C'est ça, qu'on voulait, Sieur Astier ! C'est parce qu'on avait assez médiocrement accroché au précédent film, que l'on trainait nos savates (et guenilles) pour aller voir sa suite, et bien, il n'y a que les Perceval et Karadoc (les imbéciles) qui ne changent pas d'avis : on a vraiment bien aimé ce deuxième volet. Alors oui, il n'y a plus le susnommé
Sieur Perceval
(l'acteur raccroche la cape bleue, il en avait grooooos), mais on peut remarquer qu'Alexandre Astier a mis le paquet sur les personnages secondaires qui sont drôles, sans être jamais excessifs (Redouane Bougheraba est ici le vainqueur de la Grande Belette de Winchester : son personnage, allié à un Clovis Cornillac juste impeccable et un Guillaume Gallienne en excellente forme, nous a pondu un trio hilarant dont la "scène au château" a fait éclater de rire toute la salle). On le remarque d'emblée, Astier a fait du tri dans ses affaires : par la fenêtre, les fan-services abusifs, aux oubliettes, les phrases débilo-poussives pour faire rire à tout prix (ce qui était vraiment gênant, dans le film précédent), au pilori, les costumes incompréhensibles (ici, la sobriété et l'efficacité sont reines, comme Guenièvre, et ça fait du bien aux yeux). Pour les esgourdes aussi, Astier a prévu un hydromel requinquant : la BO est sublime, tire évidemment du côté de Star Wars à quelques moments (mais est-ce qu'on s'en plaint ? Certainement pas, insultez donc John Williams en face de nous, et il vous en cuira, maraud !). Que dire de l'intrigue, si ce n'est qu'on avance à pas prudents (seule la toute fin fonce à toute vitesse, avant cela on a surtout affaire à de petites quêtes rigolotes mais pas franchement utiles, voire même carrément inventées pour le besoin d'une blague), avec un climax final qui donne la furieuse envie de savoir la suite ! Dans ce deuxième opus pas parfait mais incroyablement plus abouti que le premier, on note quand même une meilleure utilisation de la Reine Guenièvre (son running-gag de la
surdité
nous a bien fait marrer, et la voir aux côtés
du Roi pour vivre l'aventure avec lui,
à la fin, cela a quelque chose d'inattendu et de très touchant), de l'équipe "enchanteurs" (encore une fois : on retrouve l'humour de la série à ses débuts, et ça fait un bien fou), de l'équipe "Karadoc" (gros coup de cœur pour la
réintégration divine
de la Dame du Lac : peut-on avouer qu'on a failli gueuler de plaisir, oui ?), et des nouvelles têtes plus jeunes.

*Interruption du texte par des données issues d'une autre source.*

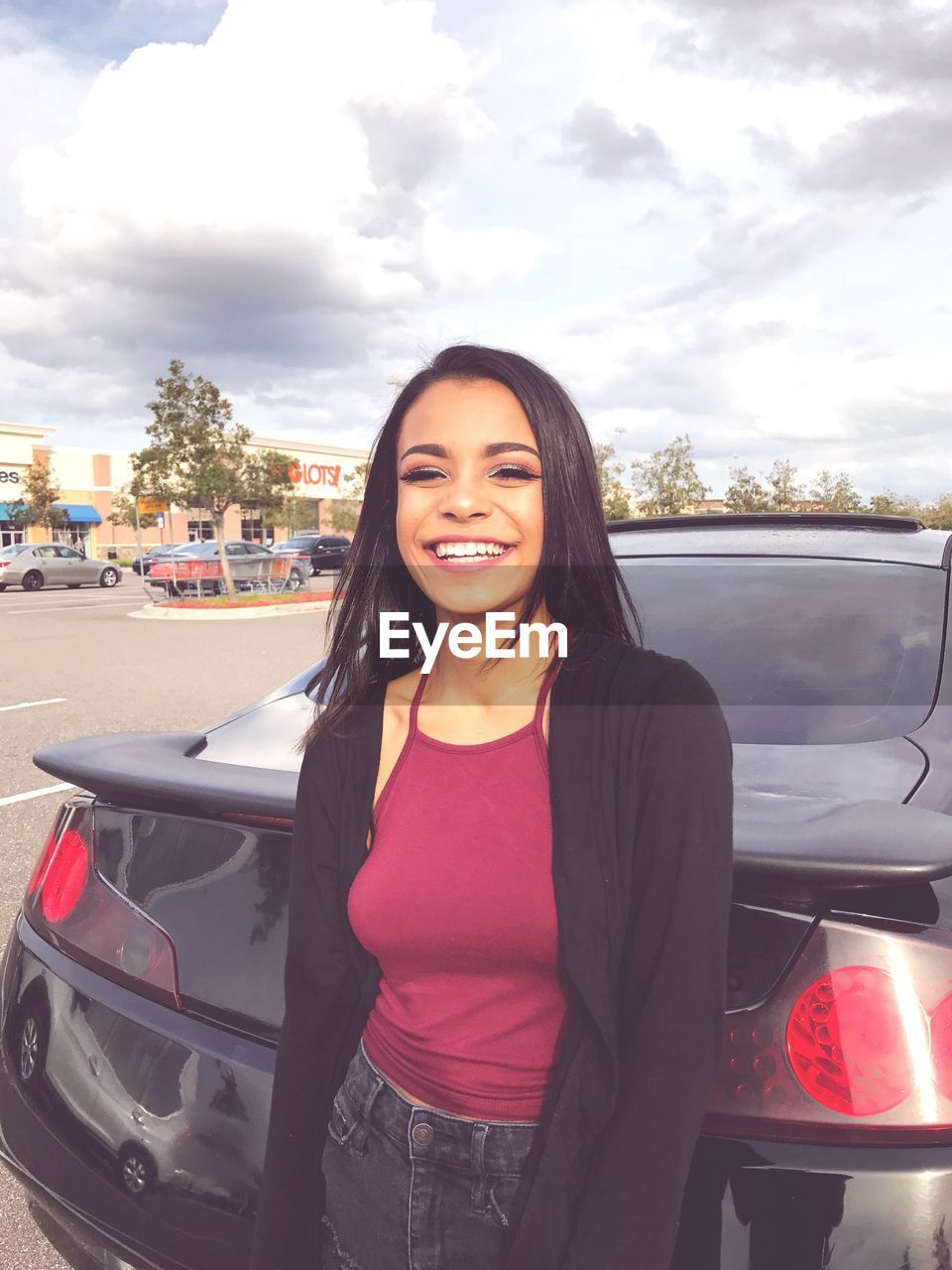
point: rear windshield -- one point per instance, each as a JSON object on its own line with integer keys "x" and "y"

Alors oui, il y a beaucoup de troubadours moisis qui chantent haut et fort que les jeunes sont nuls, que seuls les anciens sont à garder, ces bardes-là de la nostalgie à la naphtaline qui ne supportent pas qu'on touche à leurs souvenirs... Eh bien non, ils sont peut-être assez dispensables (du fait de leurs quêtes inutiles), mais il y a quelques nouveaux qui nous ont fait du bien, du sang neuf comique à commencer par ces deux frangins qui essaient de
"se tuer, très calmement"
, celui qui a "un gourdin merdique" (la réplique nous a cueilli), et ces autres à la chasse au dragon, dont on est un peu moins convaincus, mais sans pour autant cracher sur l'inclusion de deux personnages féminins dans l'équipe de la Nouvelle Table Ronde. Que les troubadours vieillots gardent leur crincrin, de notre côté on adore les personnages secondaires (le trio d'espions nous a fait vraiment rire), et sans en dévoiler davantage sur cette belle (et mille fois meilleure) aventure que Sieur Astier nous a adressée dans ce deuxième volet, l'on s'en va la lame au vent et la chausse bien ficelée, en quête du troisième opus qui nous tarde déjà.